1-(4-Fluorphenyl)-5-(pyrimidin-5-yl)-1H-indol (24i)

¹H-NMR (CDCl₃): δ 6,77 (d, J = 3,0 Hz, 1H), 7,20–7,30 (m, 2H), 7,22 (d, J = 3,5 Hz, 1H), 7,42 (dd, J = 8,5 Hz, 1H), 7,45–7,49 (m, 2H), 7,57 (d, J = 8,5 Hz, 1H), 7,89 (s, 1H), 9,01 (s, 2H), 9,18 (s, 1H). MS m/z (%): 290 (MH⁺, 18).

1-(4-Fluorphenyl)-5-(pyridin-4-yl)-1H-indol (24j)
Beispiel 25
1-(4-Fluorphenyl)-5-(trimethylstannyl)-1H-indol (25a)
1-(4-Fluorphenyl)-5-Brom-1H-indol (5 g, 17,2 mmol) in THF (20 ml) wurde während 3 Minuten zu einer Lösung aus n-BuLi (1,6 M, 26 mmol) in THF (200 ml) bei –78°C gegeben. Die Lösung wurde für 4 Minuten bei –78°C vor der Zugabe von Trimethylstannylchlorid (10 g, 50 mmol) in THF (10 ml) gerührt. Die Reaktionsmischung wurde auf Raumtemperatur erwärmen gelassen und für 1 h gerührt. Nach Verdampfen des Lösungsmittels wurde das Rohprodukt durch Flash-Chromatographie gereinigt (EtOAC/Heptan 5/100).
Ausbeute: 3,6 g, Smp. 61–63°C (EtOAc/Heptan).
¹H-NMR (CDCl₃): δ 0,32 (s + d + d, 9H), 6,50 (d, 1H), 7,10–7,35 (m, 4H), 7,40–7,50 (m, 3H), 7,82 (s + d + d, 1H).
Beispiel 26
1-(4-Fluorphenyl)-5-(1-methyl-1H-pyrazol-3-yl)-1H-indol (26a)
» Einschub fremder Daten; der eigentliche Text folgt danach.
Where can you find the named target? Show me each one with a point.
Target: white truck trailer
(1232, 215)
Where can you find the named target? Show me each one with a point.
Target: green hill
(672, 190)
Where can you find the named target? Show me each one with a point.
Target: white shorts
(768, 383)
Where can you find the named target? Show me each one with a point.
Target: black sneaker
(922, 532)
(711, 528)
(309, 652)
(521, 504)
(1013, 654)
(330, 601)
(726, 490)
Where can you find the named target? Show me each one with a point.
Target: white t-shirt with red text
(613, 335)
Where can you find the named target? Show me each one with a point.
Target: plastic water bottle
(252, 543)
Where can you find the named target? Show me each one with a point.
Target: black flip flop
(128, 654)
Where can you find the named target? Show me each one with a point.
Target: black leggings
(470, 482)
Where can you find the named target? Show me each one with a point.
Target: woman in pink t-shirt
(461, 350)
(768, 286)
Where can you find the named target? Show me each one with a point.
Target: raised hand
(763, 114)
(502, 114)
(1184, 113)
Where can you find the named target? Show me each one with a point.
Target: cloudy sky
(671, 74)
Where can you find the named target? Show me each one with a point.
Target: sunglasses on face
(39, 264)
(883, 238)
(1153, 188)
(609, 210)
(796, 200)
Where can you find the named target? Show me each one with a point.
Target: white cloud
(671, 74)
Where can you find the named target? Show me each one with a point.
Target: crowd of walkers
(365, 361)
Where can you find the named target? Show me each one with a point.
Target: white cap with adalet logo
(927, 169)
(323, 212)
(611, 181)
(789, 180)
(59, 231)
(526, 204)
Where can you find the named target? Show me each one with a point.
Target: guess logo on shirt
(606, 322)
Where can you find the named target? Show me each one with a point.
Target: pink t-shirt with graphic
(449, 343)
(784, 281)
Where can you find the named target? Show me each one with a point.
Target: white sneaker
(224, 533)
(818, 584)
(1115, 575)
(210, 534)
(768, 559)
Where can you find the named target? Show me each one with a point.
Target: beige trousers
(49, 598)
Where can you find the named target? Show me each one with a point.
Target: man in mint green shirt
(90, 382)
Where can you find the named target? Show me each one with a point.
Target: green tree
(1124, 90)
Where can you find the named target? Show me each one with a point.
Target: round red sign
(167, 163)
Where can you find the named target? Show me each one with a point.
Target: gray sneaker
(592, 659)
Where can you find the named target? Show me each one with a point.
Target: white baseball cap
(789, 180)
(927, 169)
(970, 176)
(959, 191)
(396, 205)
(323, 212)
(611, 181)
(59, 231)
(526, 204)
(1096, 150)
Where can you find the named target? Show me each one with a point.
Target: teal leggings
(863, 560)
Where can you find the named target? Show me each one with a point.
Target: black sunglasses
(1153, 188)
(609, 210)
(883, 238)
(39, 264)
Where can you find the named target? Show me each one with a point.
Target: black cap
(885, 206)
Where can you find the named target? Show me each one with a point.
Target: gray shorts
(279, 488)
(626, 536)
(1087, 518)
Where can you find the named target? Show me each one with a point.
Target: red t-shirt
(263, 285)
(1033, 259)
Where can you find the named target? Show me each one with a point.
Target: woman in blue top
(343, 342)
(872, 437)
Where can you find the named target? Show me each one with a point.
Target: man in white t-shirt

1-(4-Fluorphenyl)-5-(trimethylstannyl)-1H-indol (1 g, 2,7 mmol), Pd(PPh3)4 (62 mg, 0,05 mmol) und 3-Iod-1-methylpyrazol (0,6 g, 2,9 mmol) wurden in trockenem DMF (30 ml) gelöst und für 2 h bei 100°C gerührt. Die Reaktion wunde mit Wasser gelöscht und mit Ethylacetat extrahiert. Die vereinigten organischen Phasen wurden mit gesättigtem CaCl₂ gewaschen, getrocknet (MgSO₄), filtriert und das Lösungsmittel im Vakuum verdampft. Das Produkt wurde durch Flash-Chromatographie gereinigt (THF/Heptan/MeOH 20/70/10).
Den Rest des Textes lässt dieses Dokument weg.